Machine learning can predict brain tumour progression

By Published On: 16 January 2023
Machine learning can predict brain tumour progression

Machine learning can help predict the growth of deadly brain tumours more accurately as a result of a new breakthrough. 

Glioblastoma multiforme (GBM) is a particularly aggressive brain cancer with an average survival rate of only one year. It is difficult to treat due to its extremely dense core, rapid growth and location in the brain. 

Efforts have long been underway to make a breakthrough in this area, and estimating these tumours’ diffusivity and proliferation rate remains hard to predict for an individual patient quickly and accurately.

Now, researchers at the University of Waterloo and the University of Toronto have partnered with St Michael’s Hospital in Toronto to analyse MRI data from multiple people with GBM. 
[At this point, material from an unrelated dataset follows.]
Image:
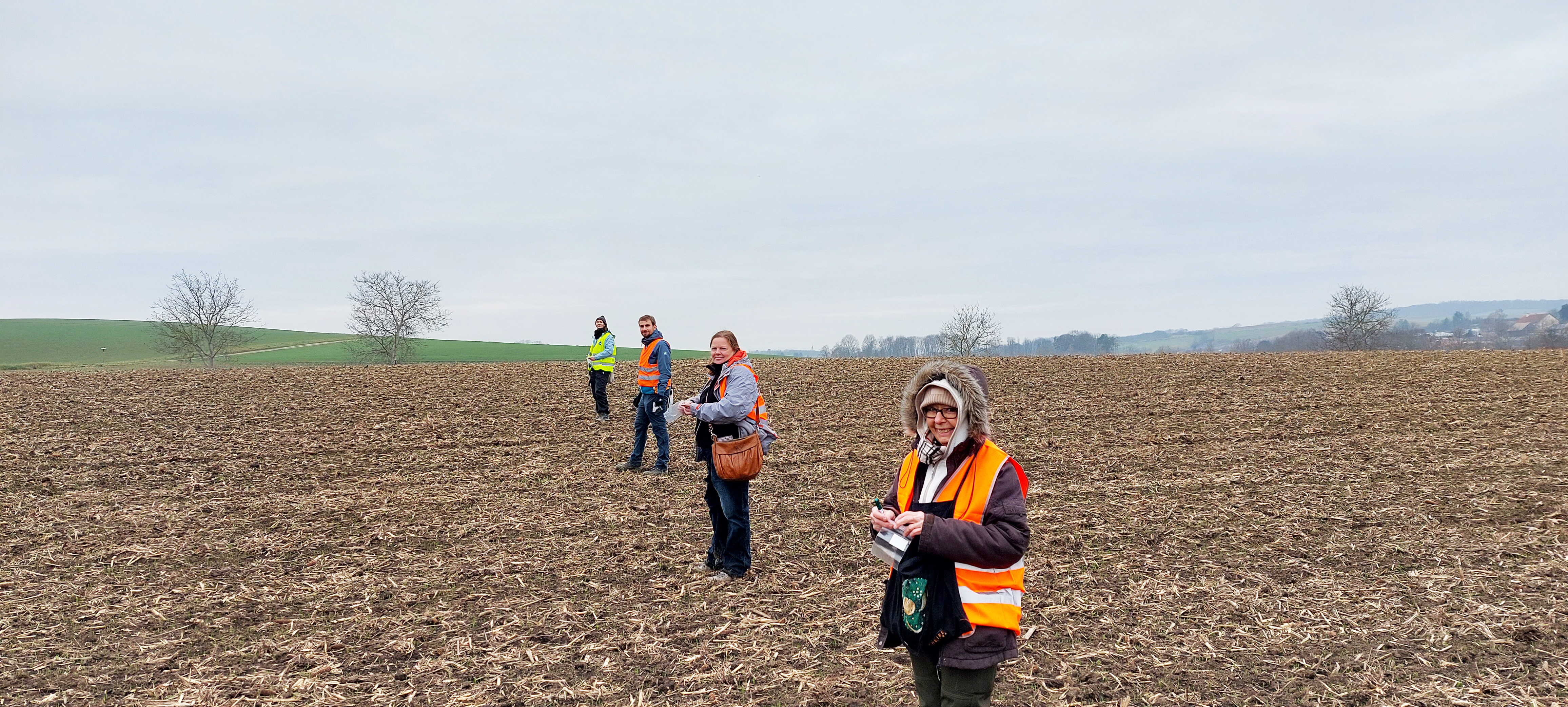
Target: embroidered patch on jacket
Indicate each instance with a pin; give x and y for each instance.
(915, 604)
They are using machine learning to fully analyse a patient’s tumour, to better predict cancer progression.

Researchers analysed two sets of MRIs from each of five anonymous patients with GBM. The patients underwent extensive MRIs, waited several months, and then received a second set of MRIs. 
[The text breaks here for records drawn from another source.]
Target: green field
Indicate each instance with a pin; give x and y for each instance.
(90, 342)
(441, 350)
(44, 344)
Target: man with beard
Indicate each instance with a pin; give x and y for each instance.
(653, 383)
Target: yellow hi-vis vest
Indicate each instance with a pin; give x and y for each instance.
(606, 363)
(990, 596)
Because these patients, for undisclosed reasons, chose not to receive any treatment or intervention during this time, their MRIs provided the scientists with a unique opportunity to understand how GBM grows when left unchecked.

The research used a deep learning model to turn the MRI data into patient-specific parameter estimates that inform a predictive model for GBM growth. 

This technique was applied to patients’ and synthetic tumours, for which the true characteristics were known, enabling them to validate the model.

“We would have loved to do this analysis on a huge data set,” said Cameron Meaney, a PhD candidate in applied mathematics and the study’s lead researcher. 

“Based on the nature of the illness, however, that’s very challenging because there isn’t a long life expectancy, and people tend to start treatment. That’s why the opportunity to compare five untreated tumours was so rare – and valuable.”

Now that the scientists have a good model of how GBM grows untreated, their next step is to expand the model to include the effect of treatment on the tumours. Then the data set would increase from a handful of MRIs to thousands.

Meaney emphasises that access to MRI data – and partnership between mathematicians and clinicians – can have huge impacts on patients going forward.

“The integration of quantitative analysis into healthcare is the future,” Meaney said.